Some of us can, or hope we can. It's difficult. We all have complicated relationships with work. Work is something we have to do, most of us, for the money. But it's also something we love, often, if we're lucky. For a lot of people, it's clock punching and grinding routine. Hard for me to imagine; since I'm blessed with a job I really love, while being at an age where the snug harbor is, if not looming before me, at least is a spot on the horizon. While I'm in no rush to get there, I do not dread it either. These past 10 days, recovering from surgery, have been useful in that regard. To my surprise, I haven't felt that desperate, if-you're-not-in-the-paper-you-might-as-well-be-dead feeling I typically get when stepping back from the column. Maybe because I'm too worked over, too tired, too focused on healing, on walking properly, and don't have have the energy or focus to write a decent column, this present bit of piffle notwithstanding.
So when should I make the deep bow and exit? I figure I'll know the time when it comes; maybe a decade away, I hope. When I find myself facing fatigue that a few weeks at home won't fix. Then a graceful exit will be something of a duty.
As always, the Great Cham of Literature, Samuel Johnson, put it best.

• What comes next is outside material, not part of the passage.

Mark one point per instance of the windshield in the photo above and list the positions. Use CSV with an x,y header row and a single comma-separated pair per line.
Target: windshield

"He that is himself weary will soon weary the public," he wrote , when he brought his twice-weekly series of essays, The Rambler, to a close after two exhausting years. "Let him therefore lay down his employment, whatever it be, who can no longer exert his former activity or attention. Let him not endeavor to struggle with censure, or obstinately infest the stage till a general hiss commands him to depart."
That sounds like a plan, fit for commoners and royals alike.